In attempting to succeed in this digital space, it has faced several setbacks. This includes the closure of its streaming video platform Hooq last year and the decision to close its restaurant review platform HungryGoWhere last month.
The group filed for liquidation for its streaming video platform Hooq due to it not being able to grow enough to generate sustainable returns. The video service, which was created in 2015, recorded a SGD 84 million (USD 62.5 million) loss in its 2019 fiscal year. According to regulatory filings, Singtel had already injected at least SGD 161 million (USD 120 million) in capital.
As for HungryGoWhere, the closure was a result of “severe challenges” in the industry.
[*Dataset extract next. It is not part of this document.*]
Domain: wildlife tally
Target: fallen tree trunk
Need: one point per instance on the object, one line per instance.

The decision is in line with the group’s attempt to refocus its business. It agreed to exit the restaurant reservations market after a detailed review of HungryGoWhere’s prospects.
Experts have said that the exits are silver linings, as they allow Singtel to focus on core capabilities as well as other sustainable digital innovations that can help navigate it through the pandemic.
In its strategic reset note, the group reached out to investors that have complementary strengths and can bring synergies to drive growth for its businesses.
As Singtel Group CEO Yuen said in the latest earnings statement: “This year’s results are disappointing given unprecedented headwinds from COVID-19 and ongoing structural challenges… We will be capitalizing on this mass digitalization with plans for a strategic reset to drive recovery and growth.”